以上をまとめると、次の表のとおりとなります。
( ア ) | 既に公表されている著作物であること |
( イ ) | 「公正な慣行」に合致すること |
( ウ ) | 報道、批評、研究などのための「正当な範囲内」であること |
( エ ) | 引用部分とそれ以外の部分の「主従関係」が明確であること |
( オ ) | カギ括弧などにより「引用部分」が明確になっていること |
( カ ) | 引用を行う「必然性」があること |
この伝統的な要件、特に( エ )明瞭区分性と( オ )附従性は基準として明確な反面、やや硬直的に過ぎるのではないかという批判もあり、近年の判例はもう少し柔軟な判断をする傾向があるとの指摘もあります。ただ、設例のような場合にはこの要件を満たすような引用をしておくのが無難でしょう。
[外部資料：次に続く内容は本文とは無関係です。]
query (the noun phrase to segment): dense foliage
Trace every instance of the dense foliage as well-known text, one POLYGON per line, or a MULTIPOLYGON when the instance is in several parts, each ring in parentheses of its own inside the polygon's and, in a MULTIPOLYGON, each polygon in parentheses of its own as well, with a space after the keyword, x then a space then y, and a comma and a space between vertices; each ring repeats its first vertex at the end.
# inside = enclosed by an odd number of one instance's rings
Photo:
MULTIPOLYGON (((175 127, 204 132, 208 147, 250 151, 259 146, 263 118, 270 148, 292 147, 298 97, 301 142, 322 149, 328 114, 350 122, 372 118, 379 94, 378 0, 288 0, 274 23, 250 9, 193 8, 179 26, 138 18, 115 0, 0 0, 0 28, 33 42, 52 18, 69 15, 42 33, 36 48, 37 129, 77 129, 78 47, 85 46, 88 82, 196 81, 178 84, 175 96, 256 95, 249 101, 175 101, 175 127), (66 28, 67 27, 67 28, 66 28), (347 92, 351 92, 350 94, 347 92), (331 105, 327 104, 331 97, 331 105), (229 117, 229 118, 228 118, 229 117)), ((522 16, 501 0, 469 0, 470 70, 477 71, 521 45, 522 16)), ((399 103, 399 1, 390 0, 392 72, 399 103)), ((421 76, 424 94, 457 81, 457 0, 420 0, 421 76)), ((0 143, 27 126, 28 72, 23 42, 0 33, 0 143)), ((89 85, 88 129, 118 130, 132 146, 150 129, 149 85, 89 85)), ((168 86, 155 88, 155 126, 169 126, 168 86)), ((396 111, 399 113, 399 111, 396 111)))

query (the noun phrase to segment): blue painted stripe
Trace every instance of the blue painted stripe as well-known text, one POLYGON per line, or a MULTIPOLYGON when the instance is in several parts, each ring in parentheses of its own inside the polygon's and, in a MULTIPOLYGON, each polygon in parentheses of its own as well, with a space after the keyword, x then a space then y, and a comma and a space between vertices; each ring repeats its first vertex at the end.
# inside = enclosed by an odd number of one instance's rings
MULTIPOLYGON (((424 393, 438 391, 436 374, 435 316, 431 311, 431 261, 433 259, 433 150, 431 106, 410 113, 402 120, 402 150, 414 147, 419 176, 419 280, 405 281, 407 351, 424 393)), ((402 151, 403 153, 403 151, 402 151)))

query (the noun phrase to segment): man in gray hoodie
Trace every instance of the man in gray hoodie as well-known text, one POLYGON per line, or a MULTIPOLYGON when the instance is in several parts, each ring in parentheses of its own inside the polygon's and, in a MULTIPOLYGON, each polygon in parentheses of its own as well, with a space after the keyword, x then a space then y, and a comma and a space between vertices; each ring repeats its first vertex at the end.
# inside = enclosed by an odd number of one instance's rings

設例では、同業他社の広告の動向を分析(研究)するという引用の目的があり、プレゼンテーション資料の中で引用対象である広告は明確になっていると考えられます(明瞭区分性)。そして、プレゼンテーション資料の中心は分析結果と言うことになるでしょうから、主従関係も明確になっていると考えられます(附従性)。ですから、著作権者の許可を得ることなく利用できると考えてよいでしょう。
なお、「引用」に際しては出所を表示することも必要ですので、どの企業のいつの広告かなどを適宜の方法で表示することは必要です。
キャラクターについて~「検討の過程における利用」
設例のように、キャラクターを使用した商品の企画に際し、どのキャラクターを利用するか検討する段階で、候補となるキャラクターを検討資料の中で使うことは当然必要なことですし、そのような利用によって著作権が不当に害されるということも考えにくいところです。
そこで、著作物を利用するかどうか、そのためのライセンスの交渉に入るかどうかを検討する資料として、必要な範囲で著作物を利用することができるとされています(著作権法30条の3)。
本件でも、どのキャラクターについて使用許諾を得るかを検討するために必要な範囲内であればキャラクターを使用することも許されることになります。
ただし、この検討の過程における利用も、「著作物の種類及び用途ならびに当該利用の態様に照らし著作権者の利益を不当に害する」ようなものであってはならないとされています。
サンプルとしてそのまま販売できるような品質の商品や実際に利用可能な販促品を作ったりするのは検討に必要な範囲を越えていて許されないということになるでしょう。
その他~「私的使用目的の複製」
著作権の例外規定の中で身近なのが「私的使用目的の複製」です(著作権法30条1項)。個人的に、家庭内、あるいは家庭内に準ずる限られた範囲で利用するためであれば著作物を複製し、その目的の範囲内で使用することは著作権侵害になりません。
買ってきたCDをMP3プレーヤーにダビングするのも、自分で楽しむため、あるいは家族に聴かせるためであれば著作権者の許可は要らないわけです。
設例のようなプレゼンテーションの場で、資料や検討資料として配布する場合も、配布する相手が少人数の場合には「私的使用目的の複製」として著作権者の許可は不要ではないか、という気もするところです。
ところが、企業などで業務上利用するための複製行為については、判例は「その目的が個人的な使用にあるとはいえず、かつ家庭内に準ずる限られた範囲内における使用にあたるとはいえない」(東京地裁昭和52年7月22日判決)などとして私的使用目的には当たらないとしており、多くの学説もこの見解を支持しています。
血縁関係や同居関係といった私生活における緊密な人間関係が必要だということでしょう。従って本件のような利用を私的使用目的の複製として正当化することはできません。